Root Cause Categories

  1. Maroon blindness (3 images): Both models consistently classify maroon as red. This is the single largest systematic error.

  2. Dark color confusion (3 images): Dark green, brown, and black are frequently confused with each other, especially in low-contrast or shadowed images.

  3. Shade qualifier loss (2 images): "Light blue" and "teal" are simplified to "blue" or "green" — models use a coarser color vocabulary than the ground truth.

  4. Non-detection (3 images): Some jerseys are simply not detected at all, likely due to occlusion, unusual angles, or low image quality.


Model-Specific Observations

Gemini 3 Flash

  • Strengths: Highest precision (93.7%), very few hallucinated colors, good at similar-family matching. Never produced gibberish color names.
  • Weaknesses: Consistently uses British "grey" instead of "gray". Slower than local model.
  • Prompt sensitivity: The capstone prompt slightly hurt performance (81.2% → 78.2% recall), suggesting the original simpler prompt works better.

Qwen3-VL-8B

  • Strengths: Faster inference (8.9s avg). Slightly higher exact match rate with capstone prompt (65.8%).
  • Weaknesses: Much higher false positive rate (12.815.2% extra/wrong). Struggles significantly with "light blue" (8 misses with original prompt). Produced one gibberish color ("redolas"). Over-reports "blue" and "black".
  • Prompt sensitivity: Minimal difference between prompts. Capstone prompt slightly reduced errors.

Recommendations

  1. Normalize "grey" → "gray" in post-processing to eliminate the most common similar-match gap for Gemini.

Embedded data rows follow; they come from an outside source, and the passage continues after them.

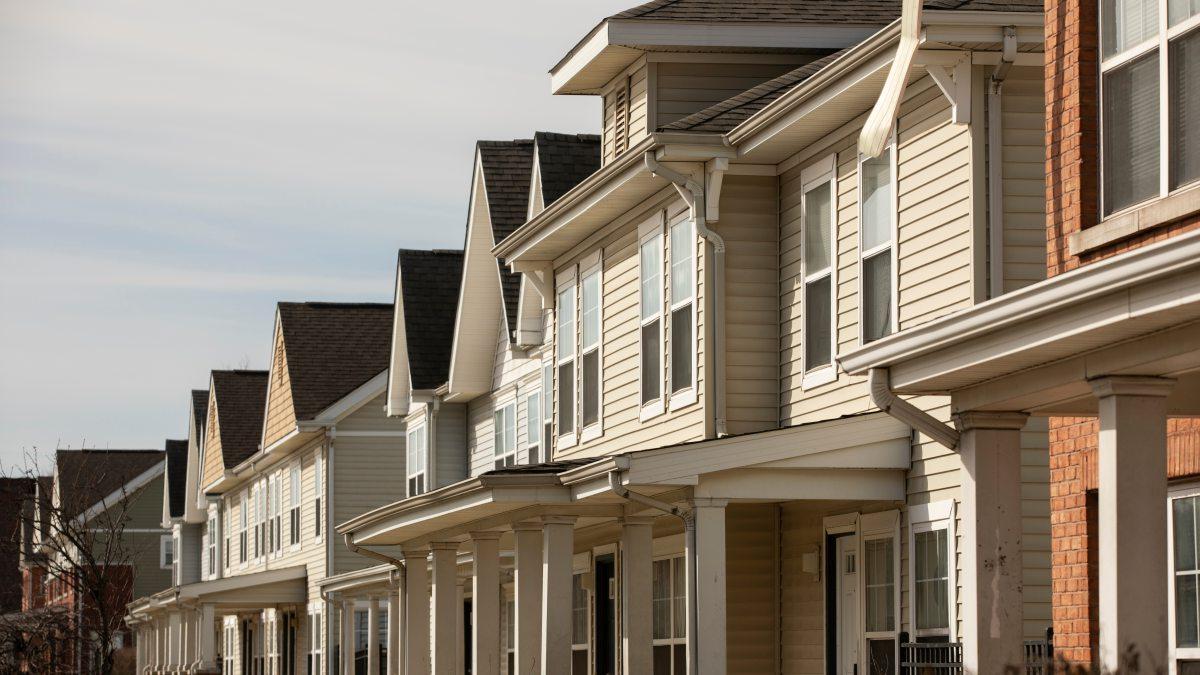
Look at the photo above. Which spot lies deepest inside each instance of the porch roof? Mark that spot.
(856, 457)
(1036, 348)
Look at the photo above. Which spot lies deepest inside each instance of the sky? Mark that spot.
(169, 171)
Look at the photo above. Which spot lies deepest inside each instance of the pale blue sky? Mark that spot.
(171, 169)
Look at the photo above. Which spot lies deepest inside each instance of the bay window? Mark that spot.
(1150, 99)
(876, 249)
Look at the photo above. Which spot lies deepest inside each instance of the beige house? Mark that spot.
(663, 466)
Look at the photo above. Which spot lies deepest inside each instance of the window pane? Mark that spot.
(651, 275)
(652, 378)
(1127, 23)
(681, 348)
(567, 323)
(876, 201)
(683, 243)
(565, 398)
(1131, 133)
(591, 393)
(817, 214)
(591, 310)
(817, 351)
(1185, 109)
(877, 296)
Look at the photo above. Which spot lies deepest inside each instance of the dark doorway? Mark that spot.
(606, 615)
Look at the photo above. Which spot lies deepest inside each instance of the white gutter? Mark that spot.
(694, 193)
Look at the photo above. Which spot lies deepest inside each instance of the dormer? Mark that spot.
(661, 61)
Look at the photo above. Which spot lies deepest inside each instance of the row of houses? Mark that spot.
(864, 338)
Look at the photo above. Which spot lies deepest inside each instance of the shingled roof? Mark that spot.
(564, 160)
(508, 167)
(177, 476)
(331, 350)
(430, 282)
(88, 476)
(241, 401)
(723, 117)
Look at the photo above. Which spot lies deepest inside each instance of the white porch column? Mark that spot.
(373, 637)
(527, 563)
(394, 621)
(709, 584)
(990, 451)
(485, 603)
(1131, 521)
(558, 551)
(636, 611)
(447, 616)
(417, 613)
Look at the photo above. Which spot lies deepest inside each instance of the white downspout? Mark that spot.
(694, 192)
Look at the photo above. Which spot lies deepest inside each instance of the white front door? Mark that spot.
(847, 604)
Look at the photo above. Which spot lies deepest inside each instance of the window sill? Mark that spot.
(1135, 220)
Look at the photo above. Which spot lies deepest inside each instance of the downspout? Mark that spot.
(880, 383)
(995, 165)
(694, 193)
(689, 535)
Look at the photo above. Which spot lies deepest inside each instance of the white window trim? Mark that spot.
(1175, 652)
(815, 174)
(685, 396)
(567, 282)
(591, 264)
(652, 227)
(1158, 43)
(928, 518)
(894, 231)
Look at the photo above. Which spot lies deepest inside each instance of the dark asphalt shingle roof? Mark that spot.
(177, 476)
(723, 117)
(430, 282)
(331, 350)
(241, 401)
(564, 160)
(508, 168)
(90, 475)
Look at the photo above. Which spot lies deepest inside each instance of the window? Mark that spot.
(565, 340)
(651, 300)
(417, 455)
(166, 551)
(589, 350)
(817, 209)
(875, 245)
(504, 435)
(533, 428)
(683, 311)
(1150, 99)
(318, 487)
(670, 603)
(294, 505)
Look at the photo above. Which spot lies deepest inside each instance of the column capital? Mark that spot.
(1131, 386)
(990, 419)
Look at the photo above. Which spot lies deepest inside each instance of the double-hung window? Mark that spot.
(876, 245)
(670, 615)
(294, 505)
(417, 453)
(651, 303)
(504, 435)
(1150, 99)
(817, 208)
(565, 341)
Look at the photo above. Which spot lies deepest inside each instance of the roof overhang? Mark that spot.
(616, 43)
(1036, 348)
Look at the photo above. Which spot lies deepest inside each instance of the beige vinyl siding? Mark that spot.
(621, 329)
(751, 550)
(1024, 166)
(750, 227)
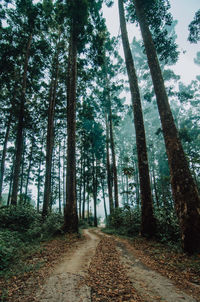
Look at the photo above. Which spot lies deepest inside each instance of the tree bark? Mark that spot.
(19, 137)
(39, 176)
(70, 216)
(148, 225)
(4, 155)
(110, 196)
(29, 170)
(50, 135)
(112, 144)
(94, 177)
(59, 180)
(185, 193)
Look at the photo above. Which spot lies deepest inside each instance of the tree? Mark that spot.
(148, 225)
(78, 17)
(185, 194)
(194, 28)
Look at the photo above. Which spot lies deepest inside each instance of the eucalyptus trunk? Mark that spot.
(70, 216)
(50, 136)
(185, 193)
(112, 145)
(39, 175)
(29, 170)
(2, 168)
(94, 177)
(148, 225)
(20, 127)
(109, 176)
(59, 180)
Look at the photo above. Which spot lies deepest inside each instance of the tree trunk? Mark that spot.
(84, 187)
(112, 144)
(4, 155)
(22, 167)
(59, 180)
(19, 137)
(110, 196)
(39, 176)
(185, 193)
(148, 225)
(104, 200)
(10, 186)
(94, 177)
(64, 182)
(71, 217)
(80, 185)
(29, 170)
(50, 136)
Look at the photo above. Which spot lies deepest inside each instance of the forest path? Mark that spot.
(115, 274)
(66, 281)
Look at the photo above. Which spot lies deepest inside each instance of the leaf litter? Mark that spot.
(107, 276)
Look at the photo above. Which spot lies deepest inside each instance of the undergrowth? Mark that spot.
(21, 232)
(126, 222)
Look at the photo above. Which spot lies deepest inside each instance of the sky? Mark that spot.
(183, 11)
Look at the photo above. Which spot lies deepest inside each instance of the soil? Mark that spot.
(102, 268)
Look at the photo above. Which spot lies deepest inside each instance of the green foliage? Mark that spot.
(126, 221)
(10, 243)
(21, 230)
(194, 28)
(18, 218)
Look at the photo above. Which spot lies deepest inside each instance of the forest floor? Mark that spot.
(101, 267)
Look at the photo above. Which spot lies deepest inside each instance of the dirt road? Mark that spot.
(67, 282)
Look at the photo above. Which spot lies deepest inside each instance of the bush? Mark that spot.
(18, 218)
(126, 221)
(21, 229)
(10, 243)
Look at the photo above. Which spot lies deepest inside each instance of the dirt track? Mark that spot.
(66, 283)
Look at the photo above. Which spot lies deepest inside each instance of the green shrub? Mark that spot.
(10, 243)
(18, 218)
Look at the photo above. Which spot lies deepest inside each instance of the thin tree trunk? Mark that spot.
(154, 186)
(4, 155)
(148, 225)
(50, 136)
(71, 217)
(110, 196)
(29, 170)
(80, 185)
(22, 167)
(185, 193)
(59, 180)
(84, 187)
(94, 177)
(39, 176)
(64, 182)
(19, 138)
(104, 199)
(112, 144)
(10, 186)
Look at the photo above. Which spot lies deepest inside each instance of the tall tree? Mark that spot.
(185, 194)
(148, 225)
(78, 10)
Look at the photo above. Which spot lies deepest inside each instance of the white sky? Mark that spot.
(183, 11)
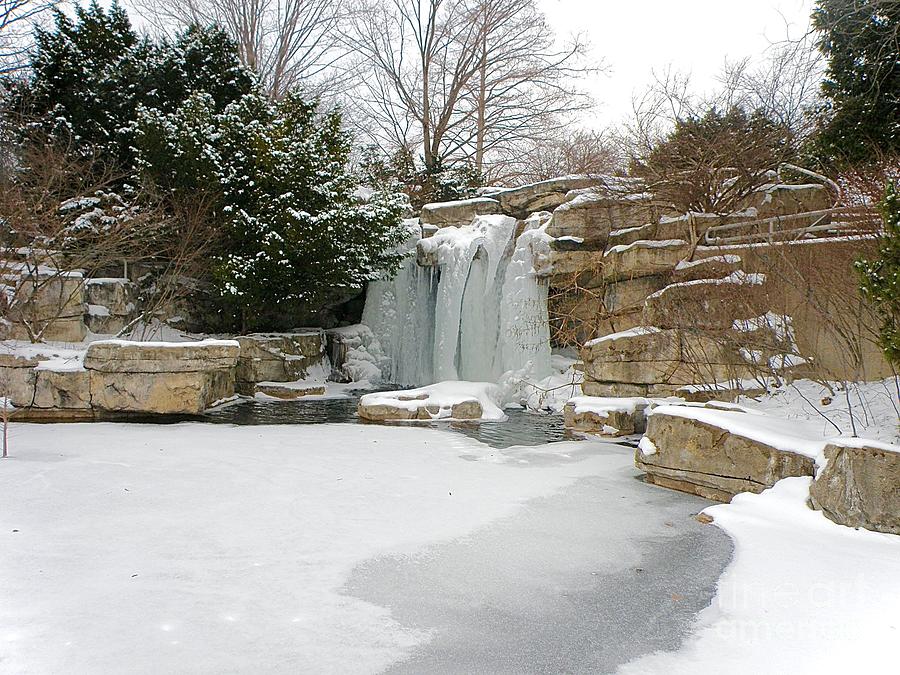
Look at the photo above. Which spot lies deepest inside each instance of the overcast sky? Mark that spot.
(635, 37)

  2. Add "maroon" to the prompt as an explicit color option or example, since both models struggle to distinguish it from red without guidance.

  3. Consider a constrained color vocabulary in the prompt (e.g., "Choose from: red, blue, green, yellow, orange, purple, black, gray, brown, maroon, teal, light blue, navy blue, gold, pink") to reduce vocabulary mismatch and shade-qualifier drift.

  4. Post-processing color mapping could recover many similar-match cases automatically: navy→navy blue, grey→gray, dark blue→navy blue, etc.

  5. The original jersey_prompt.txt is the better prompt — the capstone prompt's additional constraints did not improve accuracy for either model.


Appendix: Color Similarity Families

The following color families were used for "similar match" scoring. Two colors count as a similar match if they appear in the same family:

Family Member Colors
blue blue, dark blue, navy blue, navy, royal blue
light_blue light blue, sky blue, baby blue, carolina blue, powder blue
red red, scarlet, crimson
dark_red maroon, burgundy, dark red, wine
green green, dark green, forest green, kelly green
yellow yellow, gold, golden
orange orange, burnt orange
brown brown, dark brown
purple purple, violet
gray gray, grey, silver, charcoal
black black
teal teal, turquoise, cyan, aqua
pink pink, magenta, hot pink, rose

Note: Colors in different families are never counted as similar, even if perceptually close (e.g., maroon and red are in separate families; brown and orange are in separate families). This is intentional — the similar-match metric captures vocabulary variation within the same color concept, not genuine color misidentification.